You could call it the maturing of Indian manufacturing. But, for the Cupertino-headquartered tech giant, it is a replication of its time-tested strategy in China, with tweaks, and ensuring India is firmly entrenched as the second biggest export hub for iPhones after China.
Replicating China means scale: Large factories, the kind of which have not been seen in India, supported by a large blue-collar workforce and flexible labour laws that have raised the maximum hours of work, especially during peak demand. It also entails bringing to India anchor vendors, such as Foxconn, which have worked closely with Apple in China. It means nurturing in India, as in China, a local supply system that can be a part of the global value chain, with support from Apple. It also means continuous engagement with the government for concessions, financial incentives, tax benefits, and policy tweaks.

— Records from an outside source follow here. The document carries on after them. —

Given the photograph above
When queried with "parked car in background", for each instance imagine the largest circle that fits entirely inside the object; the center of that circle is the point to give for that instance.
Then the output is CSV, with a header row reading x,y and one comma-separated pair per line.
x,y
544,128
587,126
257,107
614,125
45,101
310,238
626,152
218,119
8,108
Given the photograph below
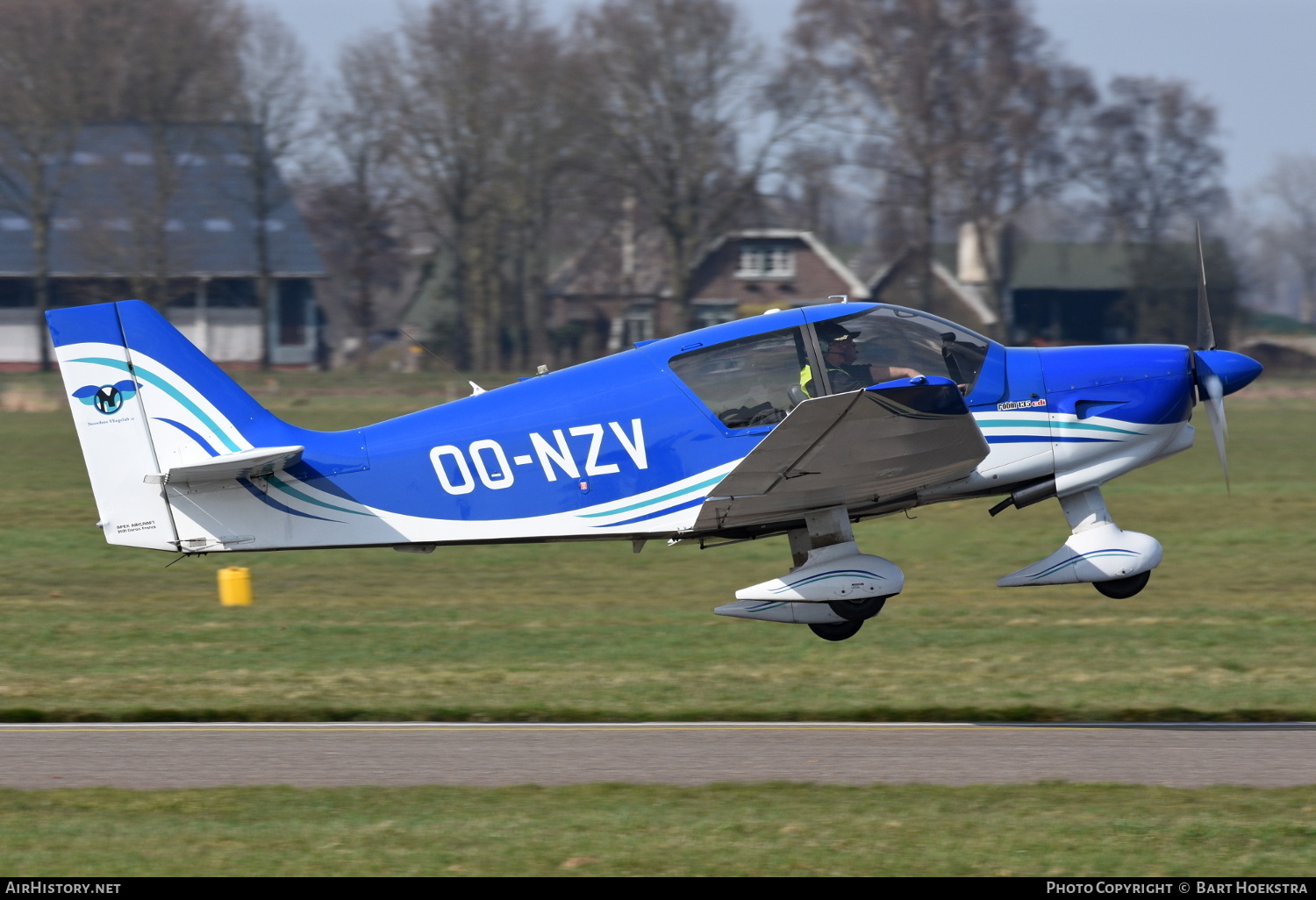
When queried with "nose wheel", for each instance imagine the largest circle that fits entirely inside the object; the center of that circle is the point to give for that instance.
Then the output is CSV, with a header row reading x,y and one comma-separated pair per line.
x,y
855,612
1123,589
837,632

For instance, in August the Tamil Nadu government inaugurated a China-like hostel facility for housing 18,729 women employees working in Foxconn's plant, where 75 per cent of the 45,000 workers are women. The facility, in which the state government has invested ₹700 crore, will be given on lease to the Taiwanese company which will run it. The plan is to double the hostel capacity in the second phase.
Sources say the Tata Electronics plant in Hosur may have a similar hostel. The plant has 20,000 employees and is likely to have 50,000 once the fourth iPhone assembly unit comes up.